Desde entonces hemos asistido, con fascinada expectación, a veces enfermiza, a veces folclórica y sobre todo hipocritona y surreal, al drama personalísimo de un hombre cuyas fases de incredulidad, negación, depresión, aceptación, fortalecimiento posterior del ánimo (lucharé y venceré) y derrumbe, al parecer definitivo, trascienden el secretismo, la desinformación y las intrigas palaciegas.
Todo aliñado con una decisión heroica y egocéntrica a la vez: «como yo soy la única referencia válida de poder y de mí, solo de mí, depende todo lo que se ha «construido», sacaré fuerzas de flaqueza, me embarcaré en una campaña electoral como si estuviera sano y en un postrer esfuerzo ganaré las elecciones (7-O), remataré el control total de los poderes (16-D) y les dejaré a los sucesores todo atado y bien atado Tan bien que ni el mismo generalísimo Francisco Franco lo hizo tan bien. Luego, después de mí, el diluvio. Ciao. Hasta la victoria siempre».
Pero esos bajones y subidones de incertidumbre (se cura, no se cura, se cura, no se cura) con que vacunaron al país, hicieron del entrenamiento algo inútil porque cada quien creyó lo que quería, desde quienes lo adversan apasionadamente, hasta quienes lo idolatran con igual pasión, pasando por los numerosos y restantes estados de ánimo que suele generar un carácter tan arrebatador e imponente. Así que hasta en eso permanecimos polarizados y sumidos en la mutua aversión.

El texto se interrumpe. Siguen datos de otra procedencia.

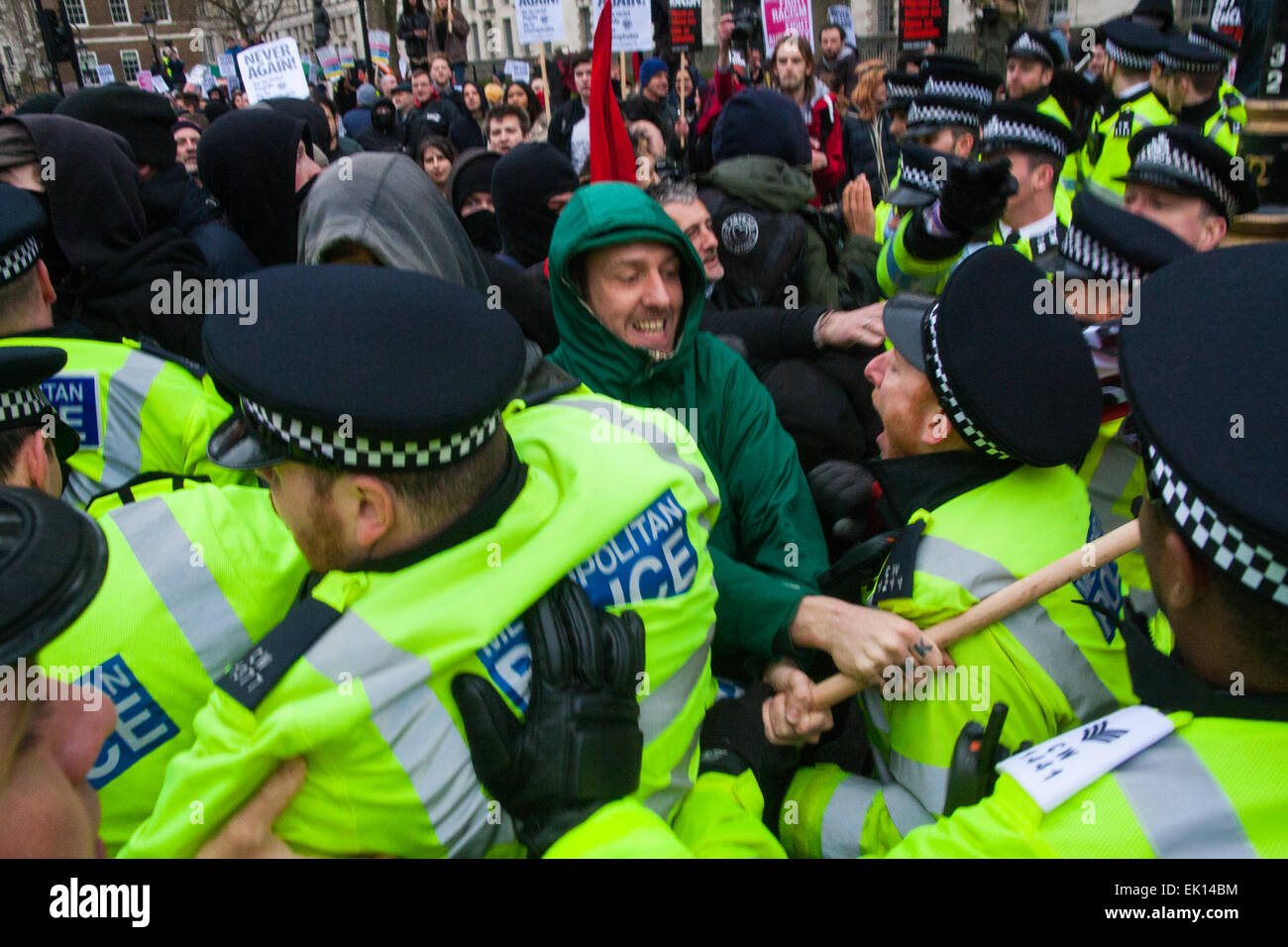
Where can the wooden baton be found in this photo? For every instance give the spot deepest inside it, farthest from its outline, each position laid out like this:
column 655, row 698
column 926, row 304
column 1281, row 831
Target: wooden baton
column 1006, row 600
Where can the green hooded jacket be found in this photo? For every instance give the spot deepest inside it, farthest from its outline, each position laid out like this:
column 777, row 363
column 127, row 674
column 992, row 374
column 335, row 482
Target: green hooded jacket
column 768, row 545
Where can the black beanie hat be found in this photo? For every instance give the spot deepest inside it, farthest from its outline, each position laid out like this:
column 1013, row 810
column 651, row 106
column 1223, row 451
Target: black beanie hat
column 143, row 119
column 761, row 121
column 522, row 183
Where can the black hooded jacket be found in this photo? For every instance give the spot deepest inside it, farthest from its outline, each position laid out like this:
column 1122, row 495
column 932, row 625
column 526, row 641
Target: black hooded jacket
column 103, row 262
column 248, row 161
column 522, row 184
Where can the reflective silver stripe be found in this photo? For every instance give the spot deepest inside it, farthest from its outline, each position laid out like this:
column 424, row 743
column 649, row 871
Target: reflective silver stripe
column 1180, row 806
column 1111, row 479
column 191, row 594
column 662, row 707
column 906, row 812
column 662, row 444
column 419, row 731
column 670, row 795
column 926, row 783
column 844, row 817
column 127, row 390
column 1044, row 641
column 871, row 698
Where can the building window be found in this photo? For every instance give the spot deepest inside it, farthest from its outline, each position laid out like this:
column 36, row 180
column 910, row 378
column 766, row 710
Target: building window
column 885, row 17
column 130, row 64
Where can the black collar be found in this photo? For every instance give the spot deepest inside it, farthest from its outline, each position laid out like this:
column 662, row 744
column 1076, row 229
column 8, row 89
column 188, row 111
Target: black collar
column 1199, row 114
column 931, row 479
column 480, row 518
column 1160, row 681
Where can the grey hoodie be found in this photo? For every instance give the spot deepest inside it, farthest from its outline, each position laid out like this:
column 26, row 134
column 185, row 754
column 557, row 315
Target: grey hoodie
column 390, row 206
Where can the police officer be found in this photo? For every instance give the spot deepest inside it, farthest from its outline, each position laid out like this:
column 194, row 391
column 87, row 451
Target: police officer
column 137, row 411
column 432, row 523
column 1131, row 51
column 919, row 182
column 1031, row 58
column 1034, row 147
column 1107, row 254
column 975, row 479
column 52, row 562
column 1186, row 183
column 1233, row 103
column 1194, row 771
column 34, row 441
column 1192, row 78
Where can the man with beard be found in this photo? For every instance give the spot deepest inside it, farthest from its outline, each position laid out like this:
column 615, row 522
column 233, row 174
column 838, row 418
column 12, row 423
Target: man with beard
column 398, row 495
column 627, row 291
column 793, row 65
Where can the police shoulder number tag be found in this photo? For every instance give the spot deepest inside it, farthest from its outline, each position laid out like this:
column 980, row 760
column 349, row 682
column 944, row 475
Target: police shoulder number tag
column 1061, row 767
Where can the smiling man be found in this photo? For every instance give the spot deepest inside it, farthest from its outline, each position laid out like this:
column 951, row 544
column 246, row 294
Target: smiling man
column 627, row 291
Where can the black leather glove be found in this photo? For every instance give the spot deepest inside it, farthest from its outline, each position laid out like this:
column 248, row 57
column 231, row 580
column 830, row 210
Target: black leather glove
column 733, row 740
column 974, row 197
column 580, row 745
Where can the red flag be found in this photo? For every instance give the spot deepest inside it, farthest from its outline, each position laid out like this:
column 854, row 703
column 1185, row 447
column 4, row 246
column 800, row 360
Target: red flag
column 610, row 154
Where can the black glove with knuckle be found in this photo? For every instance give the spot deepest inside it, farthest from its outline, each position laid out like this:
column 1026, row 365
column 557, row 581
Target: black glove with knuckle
column 580, row 745
column 970, row 204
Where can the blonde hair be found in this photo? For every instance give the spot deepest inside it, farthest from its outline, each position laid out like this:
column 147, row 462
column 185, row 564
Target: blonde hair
column 871, row 75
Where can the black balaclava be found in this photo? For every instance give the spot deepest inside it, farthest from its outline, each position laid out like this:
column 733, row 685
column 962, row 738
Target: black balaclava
column 522, row 184
column 473, row 174
column 382, row 118
column 248, row 161
column 93, row 167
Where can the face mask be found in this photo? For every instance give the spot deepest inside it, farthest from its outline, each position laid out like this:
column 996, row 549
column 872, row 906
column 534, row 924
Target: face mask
column 482, row 230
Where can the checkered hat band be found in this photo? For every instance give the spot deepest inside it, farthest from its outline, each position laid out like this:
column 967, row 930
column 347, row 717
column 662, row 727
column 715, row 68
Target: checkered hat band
column 18, row 261
column 1162, row 157
column 962, row 90
column 1132, row 60
column 919, row 179
column 24, row 405
column 1225, row 544
column 943, row 390
column 940, row 115
column 1210, row 46
column 1091, row 254
column 369, row 453
column 1016, row 133
column 1175, row 63
column 1026, row 46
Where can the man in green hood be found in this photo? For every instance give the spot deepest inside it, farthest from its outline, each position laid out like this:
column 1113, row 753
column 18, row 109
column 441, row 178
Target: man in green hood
column 627, row 291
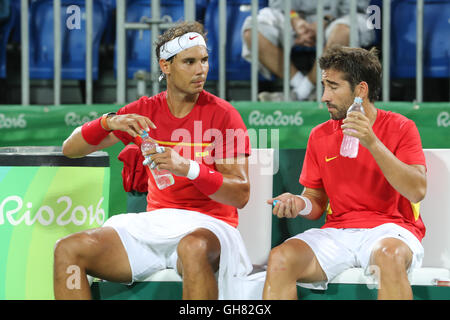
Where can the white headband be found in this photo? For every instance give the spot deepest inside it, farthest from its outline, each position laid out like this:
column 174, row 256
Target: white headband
column 186, row 41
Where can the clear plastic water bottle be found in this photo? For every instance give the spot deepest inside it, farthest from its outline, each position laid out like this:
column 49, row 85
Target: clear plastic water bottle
column 163, row 178
column 350, row 145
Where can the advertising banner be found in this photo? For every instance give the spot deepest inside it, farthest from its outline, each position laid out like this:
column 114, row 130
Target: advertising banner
column 40, row 204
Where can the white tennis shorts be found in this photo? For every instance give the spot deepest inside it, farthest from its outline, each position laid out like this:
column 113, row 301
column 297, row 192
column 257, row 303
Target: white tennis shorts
column 151, row 239
column 340, row 249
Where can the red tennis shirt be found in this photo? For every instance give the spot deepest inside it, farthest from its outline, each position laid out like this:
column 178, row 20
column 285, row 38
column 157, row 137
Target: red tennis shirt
column 359, row 194
column 212, row 130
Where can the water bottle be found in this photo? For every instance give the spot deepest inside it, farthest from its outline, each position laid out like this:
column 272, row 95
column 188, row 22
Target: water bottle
column 350, row 145
column 163, row 178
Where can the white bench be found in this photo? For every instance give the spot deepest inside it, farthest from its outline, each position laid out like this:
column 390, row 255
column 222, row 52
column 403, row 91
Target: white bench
column 255, row 225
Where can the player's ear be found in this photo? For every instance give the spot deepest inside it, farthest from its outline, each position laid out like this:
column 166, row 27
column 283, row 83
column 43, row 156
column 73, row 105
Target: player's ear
column 165, row 66
column 362, row 90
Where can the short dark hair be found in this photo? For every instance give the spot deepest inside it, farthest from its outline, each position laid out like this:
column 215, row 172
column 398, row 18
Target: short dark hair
column 178, row 30
column 357, row 64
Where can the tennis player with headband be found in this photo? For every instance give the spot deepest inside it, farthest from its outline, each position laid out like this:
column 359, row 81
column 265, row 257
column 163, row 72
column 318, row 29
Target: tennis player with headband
column 191, row 225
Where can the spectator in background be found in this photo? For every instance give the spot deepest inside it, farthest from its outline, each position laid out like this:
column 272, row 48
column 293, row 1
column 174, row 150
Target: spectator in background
column 303, row 29
column 371, row 202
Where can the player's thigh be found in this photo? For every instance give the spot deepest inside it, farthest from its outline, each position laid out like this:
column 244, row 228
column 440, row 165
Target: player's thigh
column 198, row 245
column 296, row 257
column 99, row 251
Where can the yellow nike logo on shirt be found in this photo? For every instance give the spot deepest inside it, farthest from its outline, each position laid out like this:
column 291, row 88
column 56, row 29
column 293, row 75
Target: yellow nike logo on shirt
column 329, row 159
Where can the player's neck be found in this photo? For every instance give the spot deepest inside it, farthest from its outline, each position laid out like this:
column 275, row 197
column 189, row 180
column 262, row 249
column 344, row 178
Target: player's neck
column 370, row 111
column 180, row 104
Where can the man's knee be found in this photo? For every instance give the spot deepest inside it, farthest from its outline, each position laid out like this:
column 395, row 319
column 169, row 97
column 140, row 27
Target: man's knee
column 72, row 249
column 391, row 255
column 278, row 259
column 198, row 247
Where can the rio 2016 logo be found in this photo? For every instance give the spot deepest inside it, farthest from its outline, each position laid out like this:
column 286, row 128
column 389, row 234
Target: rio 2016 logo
column 12, row 209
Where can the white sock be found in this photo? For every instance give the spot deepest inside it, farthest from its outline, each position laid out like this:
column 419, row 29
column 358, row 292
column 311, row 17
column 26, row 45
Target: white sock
column 303, row 89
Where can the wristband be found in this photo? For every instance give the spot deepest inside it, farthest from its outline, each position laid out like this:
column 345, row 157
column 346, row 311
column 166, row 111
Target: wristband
column 208, row 180
column 308, row 206
column 194, row 170
column 104, row 123
column 93, row 132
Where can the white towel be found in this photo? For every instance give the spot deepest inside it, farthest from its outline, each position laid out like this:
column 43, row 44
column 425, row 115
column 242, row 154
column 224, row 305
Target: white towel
column 159, row 227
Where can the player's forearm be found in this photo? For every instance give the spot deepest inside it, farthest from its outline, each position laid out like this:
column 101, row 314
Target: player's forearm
column 318, row 205
column 408, row 180
column 234, row 191
column 75, row 146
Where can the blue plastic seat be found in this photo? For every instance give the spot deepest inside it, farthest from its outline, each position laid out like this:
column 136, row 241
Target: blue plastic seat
column 436, row 39
column 8, row 17
column 237, row 10
column 138, row 45
column 73, row 40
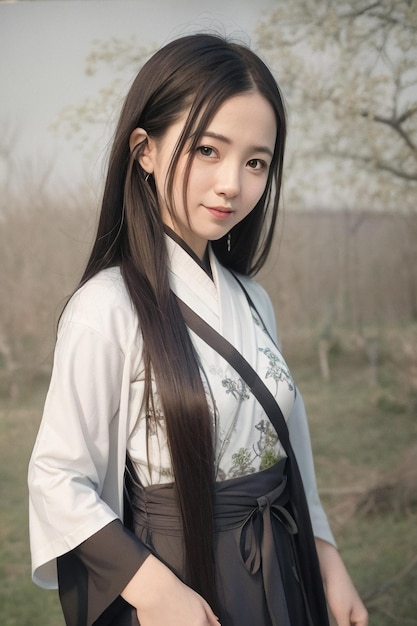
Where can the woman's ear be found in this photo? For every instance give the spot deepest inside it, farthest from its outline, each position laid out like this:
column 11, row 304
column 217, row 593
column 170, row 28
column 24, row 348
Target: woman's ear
column 140, row 136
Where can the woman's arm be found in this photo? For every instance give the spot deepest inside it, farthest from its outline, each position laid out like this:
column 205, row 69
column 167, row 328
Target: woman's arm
column 342, row 597
column 160, row 598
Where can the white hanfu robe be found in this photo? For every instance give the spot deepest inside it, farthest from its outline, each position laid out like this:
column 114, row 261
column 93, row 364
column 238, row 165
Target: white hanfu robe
column 92, row 411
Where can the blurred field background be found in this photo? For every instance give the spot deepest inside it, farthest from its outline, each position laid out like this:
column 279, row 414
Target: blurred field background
column 343, row 280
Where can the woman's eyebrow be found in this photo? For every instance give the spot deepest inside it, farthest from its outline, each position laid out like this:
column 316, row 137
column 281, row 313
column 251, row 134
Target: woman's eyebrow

Pero el problema sigue ahí luego de un régimen cuyo gran catalizador sale de escena dejando el papel protagónico a la mediocridad y a la lealtad canina, incapaces de continuar «la obra» emprendida por el sumo caudillo. Este, para desgracia del chavismo radical, no llegó a ser un país sometido al totalitarismo porque a Chávez le faltó tiempo y porque, sobre todo, eso requiere la sumisión total y ya sabemos que aquí, con sus más y sus menos, la mitad de la población se ha mantenido irreductible ante los intentos de dominación.
Será difícil, sobre todo para el chavismo, adaptarse a una vida sin él porque, en medio de la incertidumbre y de la incapacidad de sus herederos y más allá de los efectos de la exacerbación del culto a la personalidad, con fines electorales, lo que está planteado es si el sistema político establecido lo es efectivamente y en consecuencia puede seguir funcionando sin el caudillo. O si, por el contrario, lo que vivimos durante tres lustros no ha sido sino una larga y conflictiva dictablanda que se evapora con su hacedor.